Seven years after receiving a Medal of Valor, a Kansas City police officer reported to jail Friday to begin a 30-day sentence for repeatedly punching a handcuffed prisoner.
By CHRISTINE VENDEL
The Kansas City Star
Jackson County prosecutors charged Carl Counti, 39, on Friday with misdemeanor assault in connection with the Oct. 5 incident near 24th Street and Cypress Avenue that left the prisoner with a swollen and bruised face.
The criminal charge represented the result of negotiations between Counti’s attorneys and prosecutors. Once a deal was struck, the wheels of justice turned quickly.
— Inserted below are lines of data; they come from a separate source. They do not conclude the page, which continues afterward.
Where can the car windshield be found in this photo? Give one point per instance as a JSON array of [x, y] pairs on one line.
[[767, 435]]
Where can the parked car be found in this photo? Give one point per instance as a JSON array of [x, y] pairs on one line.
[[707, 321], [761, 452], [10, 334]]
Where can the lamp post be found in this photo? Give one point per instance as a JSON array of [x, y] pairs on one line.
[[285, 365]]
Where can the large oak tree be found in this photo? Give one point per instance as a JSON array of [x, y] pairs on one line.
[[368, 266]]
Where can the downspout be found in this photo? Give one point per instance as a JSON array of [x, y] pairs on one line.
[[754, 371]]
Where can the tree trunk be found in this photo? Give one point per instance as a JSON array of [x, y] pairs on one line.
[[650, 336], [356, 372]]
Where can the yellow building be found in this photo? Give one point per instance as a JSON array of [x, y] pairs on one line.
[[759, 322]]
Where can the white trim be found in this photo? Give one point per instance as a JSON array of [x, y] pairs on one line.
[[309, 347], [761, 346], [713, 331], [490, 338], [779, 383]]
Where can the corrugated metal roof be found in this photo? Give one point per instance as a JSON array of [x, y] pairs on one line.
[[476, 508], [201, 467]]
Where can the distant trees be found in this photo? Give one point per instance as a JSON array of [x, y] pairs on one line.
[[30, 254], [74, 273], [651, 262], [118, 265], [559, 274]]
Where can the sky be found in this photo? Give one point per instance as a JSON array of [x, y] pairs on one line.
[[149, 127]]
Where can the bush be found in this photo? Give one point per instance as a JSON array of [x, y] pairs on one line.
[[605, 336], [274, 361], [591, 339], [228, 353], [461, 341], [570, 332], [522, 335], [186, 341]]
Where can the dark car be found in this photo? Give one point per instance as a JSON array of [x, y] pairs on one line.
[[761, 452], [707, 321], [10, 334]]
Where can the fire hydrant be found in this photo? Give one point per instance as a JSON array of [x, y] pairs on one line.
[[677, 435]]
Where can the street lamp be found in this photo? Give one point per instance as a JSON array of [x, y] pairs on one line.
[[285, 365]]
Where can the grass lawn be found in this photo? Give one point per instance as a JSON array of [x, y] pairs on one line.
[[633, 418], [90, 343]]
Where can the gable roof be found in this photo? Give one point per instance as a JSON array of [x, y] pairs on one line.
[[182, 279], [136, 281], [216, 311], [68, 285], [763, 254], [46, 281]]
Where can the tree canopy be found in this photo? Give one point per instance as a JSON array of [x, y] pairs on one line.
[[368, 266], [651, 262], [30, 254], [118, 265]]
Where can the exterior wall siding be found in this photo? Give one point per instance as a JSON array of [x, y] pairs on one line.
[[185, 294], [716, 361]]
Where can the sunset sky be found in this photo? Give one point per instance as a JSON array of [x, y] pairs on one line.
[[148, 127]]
About an hour after being charged, Counti pleaded guilty in Jackson County Circuit Court. A judge sentenced him to two years of probation, 100 hours of community service and 30 days of jail “shock time.” He must pay for his incarceration costs, complete an anger-management program and never work in law enforcement again.
Three co-workers accompanied him to the hearing along with his wife, who wept. Counti didn’t make a public statement. He simply agreed with the judge when she asked various questions about his plea.
At an afternoon news conference, Kansas City Police Chief Darryl Forté said the assault was not a reflection of the whole department.
“It is a reflection of one person who lost control under one circumstance,” he said.
Forté also noted that the prisoner didn’t file a complaint about the beating. Rather, a police supervisor discovered the excessive force during a routine internal review of videotape from a dashboard camera.
“We detected it,” Forté said. “We took immediate action and we did a thorough investigation.”
Other officers at the scene will not face criminal charges, but Forté said he still is reviewing the incident to see if any policies were violated.
The incident occurred after a police sergeant stopped a car that had been stolen at gunpoint. The driver tossed the keys at the sergeant while walking away.
Court records gave this account of what happened next:
The sergeant tried to stop the driver, Alfredo Guerrero-Ponce, 21, who allegedly punched the sergeant. Counti arrived and pointed his Taser at Ponce, but the stun gun wouldn’t fire when he wanted it to. The Taser then unexpectedly fired its probes, but no one was hit.
While resisting the officers, Ponce elbowed Counti in the mouth, chipping his tooth.
While down on the pavement, the sergeant tried to control Ponce’s head while Counti tried to handcuff Ponce, who continued to resist. Another officer helped hold down Ponce’s legs.
Ponce allegedly grabbed Counti’s Taser during the incident. Counti said the wires were touching his legs and he was afraid Ponce would activate the Taser, incapacitating him. He tried to pull his handgun from the holster, but he could not because it was caught on Ponce’s shirt. Counti then knocked the Taser from Ponce’s hand.
After officers got Ponce handcuffed, Counti kneeled on Ponce, who was face-down on the asphalt, moaning loudly.
“This is where this story should end,” Jackson County Prosecutor Jean Peters Baker said at the news conference. “But it did not.”
Counti said he struck Ponce six times because Ponce was trying to get up and had kicked another officer.
The officer who was kicked said she saw Counti punch Ponce in the face about 10 times.
Videotape released by prosecutors show more than a dozen blows.
The tape also shows Ponce’s relatives arriving at the scene. One of them asked, “Why are they hitting him?” according to an officer at the scene. Police told the relatives to step back, but two refused and were arrested for interfering.
Ponce later told a detective he wanted to apologize to officers. Prosecutors charged Ponce with robbery and tampering. He is awaiting trial.
Ponce’s criminal defense attorney attended Friday’s hearing and said Ponce supported the plea agreement.
Counti tendered his resignation Thursday, but it takes effect Dec. 2.
His attorneys, Dan Haus and J.R. Hobbs, released a statement noting that Counti served the city with 15 years of “exceptional service, including receiving the department’s highest award, the Medal of Valor.”
Counti was one of two officers who helped save the life of a paramedic shot in 2004 by a gunman who had lured first responders to his Grandview Road property by starting a fire. Counti and his partner returned gunfire to allow firefighters to retrieve the wounded paramedic.
Sgt. John Frazier, who once supervised Counti, said the October assault was “out of character.”
“He always did great work,” Frazier said. “His jacket is full of awards.”
Another officer was charged with assault in 1995 after he punched a handcuffed man and pounded his head into the concrete floor after the man kicked a metal gate into the officer’s head. That officer was sentenced to two years’ probation.